Molly spoke quietly, but there was a slight tremor of lip and a deepening of color that the sharp Judy saw and noted, but nothing would have made her let Molly know that she had betrayed herself in the least.
“Molly was perfectly unconscious of what she was doing last night,” thought Judy, “but all the same she was making poor Professor Green live up to his name with jealousy. I don’t know but it might make Molly open her childlike old eyes if the patient professor should kick up his staid heels and jump the fence and go grazing in another paddock for a while.” And then aloud she said, “All right, honey, I’ll take forty winks and then get up and come down to the tennis court.”
Mr. Kean’s letter arrived in due time and, sure enough, Mrs. Woodsmall’s surmises were correct. He was on the way to Kentucky with Mrs. Kean, and expected to be in Louisville the next day at a hotel, and would motor out to Chatsworth in the afternoon.
“Your father and mother must not think of stopping at a hotel, Judy,” declared Mrs. Brown. “We have an abundance of room. Miss Rogers and Miss Ormsby are going in town after supper to-night with Ernest and Professor Green. Mr. Lufton expects to go back to Lexington to-morrow, and Professor Green is only waiting for some mail and will take his departure, too. We shall be forlorn, indeed, when all of them go. I’ll make Kent look up what train Mr. Kean will come in on and he will meet it and send them both right out here.”

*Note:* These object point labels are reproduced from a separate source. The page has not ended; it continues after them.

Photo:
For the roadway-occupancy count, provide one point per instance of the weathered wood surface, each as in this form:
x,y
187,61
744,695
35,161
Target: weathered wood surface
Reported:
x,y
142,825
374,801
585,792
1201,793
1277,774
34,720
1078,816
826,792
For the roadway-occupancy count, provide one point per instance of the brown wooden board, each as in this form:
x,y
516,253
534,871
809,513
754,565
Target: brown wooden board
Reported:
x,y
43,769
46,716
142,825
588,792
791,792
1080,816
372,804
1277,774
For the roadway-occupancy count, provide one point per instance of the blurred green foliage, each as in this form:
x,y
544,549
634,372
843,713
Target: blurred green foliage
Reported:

“Oh, Mrs. Brown, you are so good. I would love for mamma and papa to be here and to know all of you and have you know them. They are as wonderful in their way as you are in yours, and your meeting would be a grand combination.”
Molly rather dreaded the coming of evening. She had promised Jimmy to take a walk with him by moonlight, and she had a terrible feeling that he might bring up the subject of “lemons” again. She was not prepared for the question that she felt almost sure he was going to ask her.
“I am nothing but a kid, after all,” moaned Molly to herself. “Professor Green was right in calling me ‘dear child.’ Mother was married when she was my age, but somehow I can’t seem to grow up. Jimmy is so nice, and I do like him so much, but as for spending the rest of my life with him—oh, I just simply can’t contemplate it. Why, why doesn’t he see how it is without having to talk it over? I wish none of them would ever get sentimental over me.” And then she blushed and told herself that she was a big story teller and sentimentality from some one who should be nameless would not be so trying, after all.
Supper was over, Professor Green and Ernest had gone gaily off, driving Miss Rogers and Miss Ormsby to Louisville, Judy and Kent were making a long-talked-of duty call on Aunt Clay, “just to show Miss Hunt there is no hard feeling,” laughed Judy. And now it was time to take the promised walk with Jimmy Lufton.
“You look a little tired, Miss Molly. Maybe you would rather not go. You must not let me bore you,” said Jimmy, a little wistfully.
“Oh, no, I’m all right. I fancy it will take all of us a few days to get over last night. I have wanted to tell you how fine you were and what it meant to all of us to have you so cheerful and tactful. The boys can’t say enough in your praise. We had to have some safety valve, and if we had not been laughing we might have been crying.”